16. Strict, inference-first typing
The prover uses an engine-scoped type-signature registry (SortSignature) with strict typing rules.
In practice, that means:
- every function or constructor symbol used in terms must have a declared signature
- missing variable annotations are represented by inference variables and solved by unification
- parameterized sort annotations such as
Listcome from registered sort-constructor arities rather than from validation-specific special cases infer_sort(...)rejects a term if its inferred type remains ambiguous
The signature model also supports linked type variables inside a symbol schema, for example cons : A -> List[A] -> List[A].

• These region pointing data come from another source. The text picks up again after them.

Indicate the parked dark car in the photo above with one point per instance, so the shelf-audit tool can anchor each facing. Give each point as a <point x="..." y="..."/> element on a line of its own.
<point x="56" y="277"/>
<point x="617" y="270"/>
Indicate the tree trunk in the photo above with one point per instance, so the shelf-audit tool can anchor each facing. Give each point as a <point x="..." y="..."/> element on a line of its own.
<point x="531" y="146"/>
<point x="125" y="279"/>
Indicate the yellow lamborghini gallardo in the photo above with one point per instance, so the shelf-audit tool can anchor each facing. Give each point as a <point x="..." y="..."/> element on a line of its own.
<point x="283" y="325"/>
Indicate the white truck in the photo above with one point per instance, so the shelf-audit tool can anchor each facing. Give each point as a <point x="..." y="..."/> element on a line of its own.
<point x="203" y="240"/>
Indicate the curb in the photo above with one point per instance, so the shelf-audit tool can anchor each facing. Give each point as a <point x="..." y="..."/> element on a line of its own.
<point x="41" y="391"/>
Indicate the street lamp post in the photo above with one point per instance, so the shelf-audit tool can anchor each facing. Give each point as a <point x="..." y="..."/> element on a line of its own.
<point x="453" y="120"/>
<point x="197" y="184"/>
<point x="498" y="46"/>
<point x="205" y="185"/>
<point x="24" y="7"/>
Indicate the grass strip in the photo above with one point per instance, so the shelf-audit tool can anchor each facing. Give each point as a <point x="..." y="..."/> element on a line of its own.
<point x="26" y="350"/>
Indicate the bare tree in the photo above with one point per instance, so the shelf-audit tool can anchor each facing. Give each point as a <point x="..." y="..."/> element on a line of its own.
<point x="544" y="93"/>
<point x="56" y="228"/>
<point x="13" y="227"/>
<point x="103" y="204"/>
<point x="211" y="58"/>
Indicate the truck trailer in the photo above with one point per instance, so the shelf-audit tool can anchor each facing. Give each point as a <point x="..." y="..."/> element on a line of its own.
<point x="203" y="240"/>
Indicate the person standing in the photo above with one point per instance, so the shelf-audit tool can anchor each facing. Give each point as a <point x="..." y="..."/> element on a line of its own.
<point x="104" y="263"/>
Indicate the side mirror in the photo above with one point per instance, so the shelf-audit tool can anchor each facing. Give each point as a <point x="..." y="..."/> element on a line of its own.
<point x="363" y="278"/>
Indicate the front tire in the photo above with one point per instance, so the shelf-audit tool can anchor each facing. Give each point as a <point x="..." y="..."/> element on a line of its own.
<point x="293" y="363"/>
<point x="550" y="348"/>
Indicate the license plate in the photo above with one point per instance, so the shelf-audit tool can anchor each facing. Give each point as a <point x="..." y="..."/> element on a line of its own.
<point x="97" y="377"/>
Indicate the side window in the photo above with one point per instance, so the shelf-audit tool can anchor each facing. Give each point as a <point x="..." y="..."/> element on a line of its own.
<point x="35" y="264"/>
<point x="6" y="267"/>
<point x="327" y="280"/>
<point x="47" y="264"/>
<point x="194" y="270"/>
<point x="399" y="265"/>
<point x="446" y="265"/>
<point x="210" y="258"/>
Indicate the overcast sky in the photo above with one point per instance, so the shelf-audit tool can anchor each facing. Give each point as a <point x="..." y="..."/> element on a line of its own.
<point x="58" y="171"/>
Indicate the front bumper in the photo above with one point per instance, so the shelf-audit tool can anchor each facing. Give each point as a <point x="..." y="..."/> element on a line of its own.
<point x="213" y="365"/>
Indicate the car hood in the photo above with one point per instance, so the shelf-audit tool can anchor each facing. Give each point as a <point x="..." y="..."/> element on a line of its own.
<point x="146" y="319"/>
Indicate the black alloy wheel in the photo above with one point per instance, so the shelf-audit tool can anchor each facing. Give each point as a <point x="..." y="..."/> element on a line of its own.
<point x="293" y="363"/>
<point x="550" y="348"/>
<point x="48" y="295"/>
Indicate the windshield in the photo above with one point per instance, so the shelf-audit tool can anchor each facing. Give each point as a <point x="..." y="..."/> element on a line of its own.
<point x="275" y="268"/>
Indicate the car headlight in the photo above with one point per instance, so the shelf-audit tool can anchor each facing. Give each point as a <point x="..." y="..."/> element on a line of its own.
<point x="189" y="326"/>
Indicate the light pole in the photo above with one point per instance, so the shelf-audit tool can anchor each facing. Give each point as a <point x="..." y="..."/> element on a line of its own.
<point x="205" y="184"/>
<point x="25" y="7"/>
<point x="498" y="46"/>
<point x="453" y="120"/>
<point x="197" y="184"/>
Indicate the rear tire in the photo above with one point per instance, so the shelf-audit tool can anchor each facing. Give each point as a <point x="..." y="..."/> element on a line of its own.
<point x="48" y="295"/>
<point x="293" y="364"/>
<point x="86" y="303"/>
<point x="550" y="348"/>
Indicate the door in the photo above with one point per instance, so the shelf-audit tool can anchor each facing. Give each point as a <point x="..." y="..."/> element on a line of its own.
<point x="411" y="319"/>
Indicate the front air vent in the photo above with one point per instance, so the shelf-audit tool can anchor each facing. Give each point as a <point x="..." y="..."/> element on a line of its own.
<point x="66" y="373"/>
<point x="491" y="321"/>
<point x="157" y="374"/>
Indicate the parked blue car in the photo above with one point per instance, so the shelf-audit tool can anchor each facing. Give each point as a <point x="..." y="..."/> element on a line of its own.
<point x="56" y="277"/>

Typing checks happen when:
- rules enter the engine through
make_engine(...), rule resets, theorem rewrites, or definitions - clauses enter simplification and proof search through
simplify_clause_with_stages(...) - interactive tactics introduce or transform goals
The main API entry points are:
register_sort_signature(engine, symbol, SortSignature(...))get_sort_signature(engine, symbol)infer_type(term, engine)for inferred type termsinfer_sort(term, engine)when you need a concrete, non-ambiguous sort
This keeps the typing story compact and predictable: one explicit unification model and no permissive fallback path.